Recently my son was asked to write a speech on hunger in America. Before he started writing it, we discussed it for a few days every time we were heading somewhere. Kids understand that there are people who do not have enough food. But it becomes much more clear if hunger has a face! This has them asking questions–like why and how and what can they do to help? Kids are great!
In Nebraska, 1 in 8 people struggle with hunger. According to Feeding America, these are the brutal statistics:
- 48.1 million Americans lived in food insecure households, including 32.8 million adults and 15.3 million children.
- 14 percent of households (17.4 million households) were food insecure.
- 6 percent of households (6.9 million households) experienced very low food security.
- Households with children reported food insecurity at a significantly higher rate than those without children, 19 percent compared to 12 percent.
- Households that had higher rates of food insecurity than the national average included households with children (19%), especially households with children headed by single women (35%) or single men (22%), Black non-Hispanic households (26%) and Hispanic households (22%).
- In 2013, 5.4 million seniors (over age 60), or 9 percent of all seniors were food insecure.
Hunger in America. As an RD, I have a basic understanding of who is hungry, why, and what efforts are being made to reduce this. I know that there is not one particular reason why someone is food insecure, and not one specific way to help solve the problem. But have I given hunger a face? I see homeless people almost every day going to work. I often wonder if I should offer them a sandwich–or something? Why are they homeless? Do they want help? Is it psychological? Are they scamming? All hard questions.
I know there are a LOT of efforts in my town to help the hungry. Even in Omaha we have food deserts and families who don’t have food in their homes. We have homeless shelters, food pantries, EBT cards, back pack programs, etc… But people still fall between the cracks. So how do we help? Well–I believe it’s one person at a time. The movement of one–so to speak.
We collaborate with many entities in Douglas and Sarpy Counties to try and reduce hunger. Our nutrition staff works with the Food Bank for the Heartland – Hunger Free Heartland, The Open Door Mission, and many food pantries. During the summer, our Master Gardeners work at the Hope Garden project. They spend all summer raising a HUGE garden, then donate all of the harvest to the homeless. We attack the problem from many different aspects–and know they all are making a difference.
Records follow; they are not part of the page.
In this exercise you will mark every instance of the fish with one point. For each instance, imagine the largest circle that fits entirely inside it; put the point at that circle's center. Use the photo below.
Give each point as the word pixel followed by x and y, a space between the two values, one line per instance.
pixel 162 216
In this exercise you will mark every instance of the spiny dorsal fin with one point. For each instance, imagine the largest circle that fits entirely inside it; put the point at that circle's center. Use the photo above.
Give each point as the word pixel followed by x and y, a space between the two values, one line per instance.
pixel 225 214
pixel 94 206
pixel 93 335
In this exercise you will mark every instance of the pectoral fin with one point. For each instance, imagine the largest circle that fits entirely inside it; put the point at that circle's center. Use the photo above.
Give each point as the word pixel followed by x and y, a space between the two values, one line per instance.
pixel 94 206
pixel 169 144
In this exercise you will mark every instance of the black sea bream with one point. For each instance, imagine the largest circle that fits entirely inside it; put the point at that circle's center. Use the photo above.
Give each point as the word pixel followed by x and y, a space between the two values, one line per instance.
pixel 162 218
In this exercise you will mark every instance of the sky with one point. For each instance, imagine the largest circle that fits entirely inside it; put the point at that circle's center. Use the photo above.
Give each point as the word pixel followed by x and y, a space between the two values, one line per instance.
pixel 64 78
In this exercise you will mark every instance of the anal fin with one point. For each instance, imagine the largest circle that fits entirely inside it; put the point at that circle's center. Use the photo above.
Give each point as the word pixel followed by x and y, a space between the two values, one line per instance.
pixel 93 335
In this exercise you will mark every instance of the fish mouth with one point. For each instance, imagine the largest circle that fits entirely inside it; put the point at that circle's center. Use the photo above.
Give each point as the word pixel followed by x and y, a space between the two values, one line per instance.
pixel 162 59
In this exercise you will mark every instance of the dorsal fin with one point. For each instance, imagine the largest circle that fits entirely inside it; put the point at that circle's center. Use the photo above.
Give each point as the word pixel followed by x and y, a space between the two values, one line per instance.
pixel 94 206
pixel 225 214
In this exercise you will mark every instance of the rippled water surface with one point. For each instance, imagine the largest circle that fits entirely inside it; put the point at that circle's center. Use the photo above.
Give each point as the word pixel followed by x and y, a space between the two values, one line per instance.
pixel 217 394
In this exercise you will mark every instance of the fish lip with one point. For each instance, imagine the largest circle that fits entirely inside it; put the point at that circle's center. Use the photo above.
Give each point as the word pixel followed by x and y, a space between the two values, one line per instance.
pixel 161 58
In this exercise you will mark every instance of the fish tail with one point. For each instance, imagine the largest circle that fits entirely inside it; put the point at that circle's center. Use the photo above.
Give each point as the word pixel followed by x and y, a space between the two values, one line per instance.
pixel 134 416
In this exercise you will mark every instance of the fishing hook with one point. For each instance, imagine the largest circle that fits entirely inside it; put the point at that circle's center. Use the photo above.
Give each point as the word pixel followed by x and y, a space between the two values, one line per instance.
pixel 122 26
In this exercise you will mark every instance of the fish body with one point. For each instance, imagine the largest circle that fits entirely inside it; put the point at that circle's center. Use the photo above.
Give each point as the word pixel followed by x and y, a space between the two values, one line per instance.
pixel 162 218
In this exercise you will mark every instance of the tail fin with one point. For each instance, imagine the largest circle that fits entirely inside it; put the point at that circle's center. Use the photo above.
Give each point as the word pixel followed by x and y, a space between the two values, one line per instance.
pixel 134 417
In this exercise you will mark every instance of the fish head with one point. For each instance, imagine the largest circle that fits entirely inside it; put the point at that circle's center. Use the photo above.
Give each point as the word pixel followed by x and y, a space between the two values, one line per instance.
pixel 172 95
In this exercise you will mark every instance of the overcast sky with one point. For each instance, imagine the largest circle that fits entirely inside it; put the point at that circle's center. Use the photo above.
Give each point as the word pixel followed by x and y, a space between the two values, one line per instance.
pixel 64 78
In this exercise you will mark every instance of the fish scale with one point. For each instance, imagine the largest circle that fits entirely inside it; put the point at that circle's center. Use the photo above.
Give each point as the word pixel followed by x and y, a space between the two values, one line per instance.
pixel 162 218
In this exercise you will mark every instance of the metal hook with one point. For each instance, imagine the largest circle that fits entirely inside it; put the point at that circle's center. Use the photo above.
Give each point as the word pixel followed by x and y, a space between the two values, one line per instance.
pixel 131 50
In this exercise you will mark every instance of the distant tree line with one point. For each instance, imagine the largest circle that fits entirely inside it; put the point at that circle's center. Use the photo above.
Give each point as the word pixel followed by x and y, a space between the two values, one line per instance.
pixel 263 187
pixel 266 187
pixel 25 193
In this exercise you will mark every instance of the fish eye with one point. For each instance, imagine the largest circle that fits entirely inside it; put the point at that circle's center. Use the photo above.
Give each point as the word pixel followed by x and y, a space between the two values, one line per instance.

This week there was a news article about a school in town whose students wanted to help their fellow students who didn’t have enough food. So they started their own food pantry. Students get to go through weekly and choose fresh fruits and canned goods and easy meals. It helps those that need, and those that want to help feel like they are helping–even in a small way–even if it’s just a small amount of kids.
The same son that wrote the speech volunteers at our churches food pantry. He has seen hunger. He knows what it looks like. It’s humbling knowing that there are people who need help–and I am proud that he wants to be part of the solution. He doesn’t wonder what he should do–he does it! Maybe I need to take a lesson from him. If we all did our part–maybe we could decrease hunger. I don’t have to solve the worlds problems–but maybe I can give a person in need a sandwich or donate canned goods and too small coats to our food pantry. It starts with one!
This was written to encourage thought on my readers part. It is not trying to prove anything. Just something to ponder when you head to the fridge and grumble nothing looks good. Be grateful we have something!